今日は遅番だと昨日のメールで知っていたので、そろそろ裏の従業員専用出入口から出てくるはずだった。以前にも此処でこうやって彼女が出てくるのを待っていたことがあったなと懐かしい思いに駆られていると扉から出てくる数人の人影が見えた。

勤務時間を終えた看護師達だ、そしてそのうちの一人は佳奈江だった。

佳奈江は僕を見つけると同僚達に挨拶をしてこちらにゆっくりと歩いてきた。

「ごめんなさい、ずっと連絡できなくて…」

そう言って佳奈江は俯いたまま僕と目を合わせようとしなくなった。

やはり何かあったんだ、僕には話せない話したくない何かが。


「佳奈江、僕は君のことが心配なんだ。佳奈江が今何に悩んでいるのかはわからないけど、困った事があるなら相談して欲しいし、もし助けが必要なら僕はどんな事をしてでも全力で佳奈江のことを守るよ。」


だから何があったのか話して欲しい、そう言ったのだが佳奈江は首を横に振って何も心配することは無いという。

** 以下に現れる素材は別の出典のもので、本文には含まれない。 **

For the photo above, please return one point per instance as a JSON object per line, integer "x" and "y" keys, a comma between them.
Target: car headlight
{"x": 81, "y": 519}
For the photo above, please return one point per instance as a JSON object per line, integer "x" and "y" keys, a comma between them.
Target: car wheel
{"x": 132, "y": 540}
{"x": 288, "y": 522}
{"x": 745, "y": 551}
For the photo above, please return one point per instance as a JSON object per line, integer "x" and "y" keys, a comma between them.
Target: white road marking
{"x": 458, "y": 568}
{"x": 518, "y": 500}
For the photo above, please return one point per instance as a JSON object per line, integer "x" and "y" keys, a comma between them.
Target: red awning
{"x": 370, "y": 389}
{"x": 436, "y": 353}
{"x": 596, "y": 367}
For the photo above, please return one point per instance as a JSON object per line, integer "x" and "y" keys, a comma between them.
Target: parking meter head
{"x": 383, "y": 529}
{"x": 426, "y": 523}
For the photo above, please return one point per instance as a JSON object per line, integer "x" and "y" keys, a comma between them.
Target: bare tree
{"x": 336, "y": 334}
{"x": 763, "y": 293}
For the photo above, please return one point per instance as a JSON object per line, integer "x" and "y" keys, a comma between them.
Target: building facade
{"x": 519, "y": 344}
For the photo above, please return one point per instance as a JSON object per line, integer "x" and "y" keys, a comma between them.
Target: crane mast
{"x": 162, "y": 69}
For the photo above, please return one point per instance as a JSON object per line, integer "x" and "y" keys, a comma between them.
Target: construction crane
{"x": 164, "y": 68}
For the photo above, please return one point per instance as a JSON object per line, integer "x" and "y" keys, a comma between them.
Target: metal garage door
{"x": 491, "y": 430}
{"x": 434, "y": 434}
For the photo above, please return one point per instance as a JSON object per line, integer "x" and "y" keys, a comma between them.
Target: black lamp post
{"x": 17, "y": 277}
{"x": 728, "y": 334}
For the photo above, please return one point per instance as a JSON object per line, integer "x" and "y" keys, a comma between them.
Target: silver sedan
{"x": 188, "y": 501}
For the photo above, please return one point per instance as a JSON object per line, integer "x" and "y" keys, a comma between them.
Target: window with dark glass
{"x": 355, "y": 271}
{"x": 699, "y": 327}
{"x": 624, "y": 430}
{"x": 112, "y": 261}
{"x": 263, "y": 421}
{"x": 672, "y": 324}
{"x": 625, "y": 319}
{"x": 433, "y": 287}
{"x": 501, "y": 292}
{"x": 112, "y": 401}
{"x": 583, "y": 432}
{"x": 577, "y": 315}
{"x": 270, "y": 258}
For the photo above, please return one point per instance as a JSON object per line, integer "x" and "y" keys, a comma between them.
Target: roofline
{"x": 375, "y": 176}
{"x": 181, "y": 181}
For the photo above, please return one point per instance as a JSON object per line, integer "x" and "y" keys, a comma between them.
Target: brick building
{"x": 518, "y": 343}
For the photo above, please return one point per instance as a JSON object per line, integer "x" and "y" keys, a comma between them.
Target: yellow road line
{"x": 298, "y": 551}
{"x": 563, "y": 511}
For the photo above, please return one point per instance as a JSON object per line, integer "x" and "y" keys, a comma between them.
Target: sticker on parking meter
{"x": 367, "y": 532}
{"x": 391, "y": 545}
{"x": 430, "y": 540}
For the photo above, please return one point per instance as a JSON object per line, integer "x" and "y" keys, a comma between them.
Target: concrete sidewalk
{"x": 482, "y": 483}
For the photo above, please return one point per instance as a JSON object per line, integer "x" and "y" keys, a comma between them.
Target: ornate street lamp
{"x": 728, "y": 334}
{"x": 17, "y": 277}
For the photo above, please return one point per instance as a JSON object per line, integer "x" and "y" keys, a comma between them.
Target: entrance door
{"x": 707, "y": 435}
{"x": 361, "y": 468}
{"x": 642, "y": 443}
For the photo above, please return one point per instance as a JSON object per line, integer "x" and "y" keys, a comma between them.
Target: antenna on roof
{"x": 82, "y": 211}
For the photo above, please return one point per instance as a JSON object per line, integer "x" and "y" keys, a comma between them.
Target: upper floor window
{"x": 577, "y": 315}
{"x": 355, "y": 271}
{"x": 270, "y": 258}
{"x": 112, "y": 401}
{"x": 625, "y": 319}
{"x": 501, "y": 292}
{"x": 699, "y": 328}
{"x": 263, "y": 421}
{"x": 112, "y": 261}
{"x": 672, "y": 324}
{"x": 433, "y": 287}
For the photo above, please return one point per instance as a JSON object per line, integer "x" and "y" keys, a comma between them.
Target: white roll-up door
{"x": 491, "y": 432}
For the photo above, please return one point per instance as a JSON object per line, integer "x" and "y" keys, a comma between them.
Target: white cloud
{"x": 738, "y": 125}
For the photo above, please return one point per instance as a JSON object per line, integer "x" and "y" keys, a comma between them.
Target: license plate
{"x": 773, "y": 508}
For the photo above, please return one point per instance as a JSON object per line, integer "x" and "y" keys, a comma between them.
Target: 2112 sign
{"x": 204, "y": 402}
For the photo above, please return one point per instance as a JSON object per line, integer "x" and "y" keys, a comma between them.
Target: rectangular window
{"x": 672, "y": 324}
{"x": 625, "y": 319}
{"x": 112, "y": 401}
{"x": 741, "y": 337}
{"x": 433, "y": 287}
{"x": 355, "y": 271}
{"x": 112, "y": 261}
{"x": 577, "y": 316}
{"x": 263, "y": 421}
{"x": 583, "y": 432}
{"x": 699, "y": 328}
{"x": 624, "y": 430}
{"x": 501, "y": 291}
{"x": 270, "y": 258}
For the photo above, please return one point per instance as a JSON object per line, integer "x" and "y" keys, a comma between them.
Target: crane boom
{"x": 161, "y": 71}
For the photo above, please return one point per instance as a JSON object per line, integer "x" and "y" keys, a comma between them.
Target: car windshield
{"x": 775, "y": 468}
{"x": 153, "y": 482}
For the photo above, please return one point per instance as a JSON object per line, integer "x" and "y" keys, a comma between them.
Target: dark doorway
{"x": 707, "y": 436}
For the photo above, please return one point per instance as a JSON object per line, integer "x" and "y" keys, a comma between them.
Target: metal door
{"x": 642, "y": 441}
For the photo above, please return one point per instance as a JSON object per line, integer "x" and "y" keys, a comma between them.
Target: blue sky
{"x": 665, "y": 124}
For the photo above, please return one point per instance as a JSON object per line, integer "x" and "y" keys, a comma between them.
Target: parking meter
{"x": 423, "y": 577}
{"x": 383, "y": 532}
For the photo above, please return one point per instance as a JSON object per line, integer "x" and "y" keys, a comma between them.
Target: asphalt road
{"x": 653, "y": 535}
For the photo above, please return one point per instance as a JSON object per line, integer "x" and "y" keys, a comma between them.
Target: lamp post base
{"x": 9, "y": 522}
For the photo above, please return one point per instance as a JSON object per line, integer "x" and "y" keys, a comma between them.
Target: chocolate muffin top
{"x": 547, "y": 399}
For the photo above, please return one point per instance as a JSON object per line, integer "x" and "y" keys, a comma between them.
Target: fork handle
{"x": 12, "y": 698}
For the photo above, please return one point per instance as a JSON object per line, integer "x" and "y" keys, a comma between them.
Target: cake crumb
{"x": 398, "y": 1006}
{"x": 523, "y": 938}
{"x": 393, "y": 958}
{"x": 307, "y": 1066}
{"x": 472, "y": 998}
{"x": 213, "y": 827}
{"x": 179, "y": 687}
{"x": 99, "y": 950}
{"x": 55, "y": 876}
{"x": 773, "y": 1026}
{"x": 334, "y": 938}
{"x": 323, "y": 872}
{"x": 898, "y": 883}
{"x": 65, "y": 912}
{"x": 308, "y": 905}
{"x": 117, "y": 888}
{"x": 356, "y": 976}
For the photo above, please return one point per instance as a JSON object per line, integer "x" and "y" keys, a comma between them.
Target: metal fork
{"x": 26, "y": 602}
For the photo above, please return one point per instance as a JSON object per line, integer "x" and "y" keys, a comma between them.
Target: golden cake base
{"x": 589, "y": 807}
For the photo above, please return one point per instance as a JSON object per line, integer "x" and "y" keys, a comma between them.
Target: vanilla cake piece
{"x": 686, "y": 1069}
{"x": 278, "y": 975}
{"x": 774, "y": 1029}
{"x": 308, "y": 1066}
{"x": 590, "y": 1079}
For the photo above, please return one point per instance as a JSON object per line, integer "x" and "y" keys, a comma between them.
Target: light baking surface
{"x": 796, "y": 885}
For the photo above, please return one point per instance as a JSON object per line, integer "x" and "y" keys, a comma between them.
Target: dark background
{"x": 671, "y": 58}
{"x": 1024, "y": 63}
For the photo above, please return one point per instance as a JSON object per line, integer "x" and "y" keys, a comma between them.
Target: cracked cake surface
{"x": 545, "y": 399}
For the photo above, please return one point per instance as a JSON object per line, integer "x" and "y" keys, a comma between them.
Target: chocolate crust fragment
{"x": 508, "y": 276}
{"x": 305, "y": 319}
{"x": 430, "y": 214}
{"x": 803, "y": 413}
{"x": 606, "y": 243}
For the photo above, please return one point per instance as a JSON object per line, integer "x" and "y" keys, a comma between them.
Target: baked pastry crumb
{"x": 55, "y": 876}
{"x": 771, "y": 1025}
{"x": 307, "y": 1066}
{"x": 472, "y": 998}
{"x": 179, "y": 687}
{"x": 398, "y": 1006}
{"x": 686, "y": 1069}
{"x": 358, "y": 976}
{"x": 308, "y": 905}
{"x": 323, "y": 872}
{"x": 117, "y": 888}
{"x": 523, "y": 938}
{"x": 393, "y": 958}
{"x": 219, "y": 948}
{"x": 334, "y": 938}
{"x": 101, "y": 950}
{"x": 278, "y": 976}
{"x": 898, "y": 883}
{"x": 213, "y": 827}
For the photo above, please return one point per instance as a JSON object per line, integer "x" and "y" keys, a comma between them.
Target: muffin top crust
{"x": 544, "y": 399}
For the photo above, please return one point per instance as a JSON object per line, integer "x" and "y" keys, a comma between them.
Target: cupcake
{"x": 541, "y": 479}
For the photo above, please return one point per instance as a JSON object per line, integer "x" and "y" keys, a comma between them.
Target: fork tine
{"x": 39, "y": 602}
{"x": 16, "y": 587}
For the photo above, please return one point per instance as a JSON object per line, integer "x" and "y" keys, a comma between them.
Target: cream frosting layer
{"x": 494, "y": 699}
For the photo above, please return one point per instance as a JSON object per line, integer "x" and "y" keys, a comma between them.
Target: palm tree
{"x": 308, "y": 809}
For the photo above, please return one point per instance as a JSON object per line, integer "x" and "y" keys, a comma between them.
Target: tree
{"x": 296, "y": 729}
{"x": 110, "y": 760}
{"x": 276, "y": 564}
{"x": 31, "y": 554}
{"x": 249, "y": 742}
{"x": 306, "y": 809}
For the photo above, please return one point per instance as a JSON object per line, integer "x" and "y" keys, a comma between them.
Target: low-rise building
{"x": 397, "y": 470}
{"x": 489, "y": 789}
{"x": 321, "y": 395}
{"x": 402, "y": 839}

しかし、その時僕は見てしまったのだ。無理に笑顔を作ろうとして引きつった佳奈江の顔に黒くチリチリと走るノイズを。


佳奈江と付き合い始めてもう半年になるだろうか、今まで彼女の顔に一度もノイズを見た事が無かっただけにそれは僕にとってとても衝撃的だった。

嘘をついてる事に対する罪悪感だろうか?それとも僕に話せない後ろめたい何かがあるからだろうか?

しかし、いくら優しく問いかけても佳奈江は本当の事を語ろうとはしなかった。

「家まで送るよ」

「ううん、駅までで大丈夫よ。亮平も明日仕事でしょ?早く帰って休んでね」

以前のあの眩しい位の輝きを放っていた佳奈江の笑顔が、今は影を帯びて悲しい作り笑いになっていた。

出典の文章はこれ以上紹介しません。